Wellington wrote “The hidden dangers of Internet gambling” mentioning the Coalition to Stop Internet Gambling’s (CSIG) line that online gamblers are "chumps" also claiming that it’s more addictive than other types of gambling.
"An [federal] online gambling ban will do nothing to protect consumers - but it will protect the profits of brick-and-mortar casino owners like Webb’s boss, Sheldon Adelson," Minton wrote.
She examined the facts behind the 1961 Wire Act which Adelson wants to reinstate.
"Webb erroneously claims that the U.S. enacted a federal online gambling ban in 1961 with the passage of the Wire Act, which was intended to target mobsters engaged in sports wagering. Attorney General Robert F. Kennedy, the Wire Act’s architect and principal supporter, had no intention of imposing a federal ban on gambling," she said.
"His targets were organized crime syndicates whose activities crossed state lines. Specifically, he was interested in targeting the “kingpins of the rackets” rather than their underlings.

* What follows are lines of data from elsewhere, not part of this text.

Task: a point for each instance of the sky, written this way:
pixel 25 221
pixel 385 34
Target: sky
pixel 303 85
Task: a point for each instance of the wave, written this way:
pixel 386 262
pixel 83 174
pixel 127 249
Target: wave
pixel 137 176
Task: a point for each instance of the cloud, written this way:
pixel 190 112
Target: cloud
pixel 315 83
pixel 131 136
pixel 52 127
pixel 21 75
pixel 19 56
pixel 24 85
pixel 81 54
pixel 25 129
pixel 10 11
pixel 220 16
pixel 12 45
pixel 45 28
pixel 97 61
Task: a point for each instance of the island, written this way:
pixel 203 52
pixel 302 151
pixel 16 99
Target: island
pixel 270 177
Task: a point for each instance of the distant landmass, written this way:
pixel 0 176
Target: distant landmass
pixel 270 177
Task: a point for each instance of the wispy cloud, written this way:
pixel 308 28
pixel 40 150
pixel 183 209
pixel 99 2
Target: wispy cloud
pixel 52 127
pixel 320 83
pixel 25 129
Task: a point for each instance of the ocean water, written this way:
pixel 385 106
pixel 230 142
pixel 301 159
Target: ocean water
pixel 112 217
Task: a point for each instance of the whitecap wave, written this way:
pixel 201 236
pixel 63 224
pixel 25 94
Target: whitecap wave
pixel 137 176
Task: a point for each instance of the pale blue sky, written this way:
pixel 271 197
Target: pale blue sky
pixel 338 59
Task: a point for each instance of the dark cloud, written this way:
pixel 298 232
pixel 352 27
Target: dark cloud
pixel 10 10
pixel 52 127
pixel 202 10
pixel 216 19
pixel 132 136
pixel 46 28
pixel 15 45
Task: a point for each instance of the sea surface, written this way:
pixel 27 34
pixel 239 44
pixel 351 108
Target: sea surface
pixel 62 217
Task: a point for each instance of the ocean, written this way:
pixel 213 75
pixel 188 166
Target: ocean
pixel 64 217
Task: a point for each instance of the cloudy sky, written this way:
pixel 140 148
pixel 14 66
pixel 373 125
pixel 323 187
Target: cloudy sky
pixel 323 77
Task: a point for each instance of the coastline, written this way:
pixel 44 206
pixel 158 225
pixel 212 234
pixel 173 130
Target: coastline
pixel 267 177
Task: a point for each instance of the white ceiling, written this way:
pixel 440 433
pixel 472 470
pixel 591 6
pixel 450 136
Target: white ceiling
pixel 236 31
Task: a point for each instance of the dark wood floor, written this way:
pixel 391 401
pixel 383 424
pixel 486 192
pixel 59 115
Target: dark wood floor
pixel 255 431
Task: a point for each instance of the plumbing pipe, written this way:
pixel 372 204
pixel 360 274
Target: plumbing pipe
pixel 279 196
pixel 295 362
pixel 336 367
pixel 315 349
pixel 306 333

"In testimony on the Wire Act, Kennedy only talked about the mob's activity involving horse racing and “such amateur and professional sports events as baseball, basketball, football and boxing. He also made it clear that the Wire Act was intended to assist states in enforcing their laws on gambling, not to create a federal ban on the activity.
“Kennedy testified that ‘the federal government is not undertaking the almost impossible task of dealing with all the many forms of casual or social wagering.’”
In closing, Minton said, "Webb may think online gamblers are “chumps,” but criminalizing the activity hasn’t and won’t make them stop. State authorities already have the ability to decide what consumer protection tools their licensed online casinos should adopt. The only way to protect consumers from any threat posed by online gambling is to bring the activity out of the dark."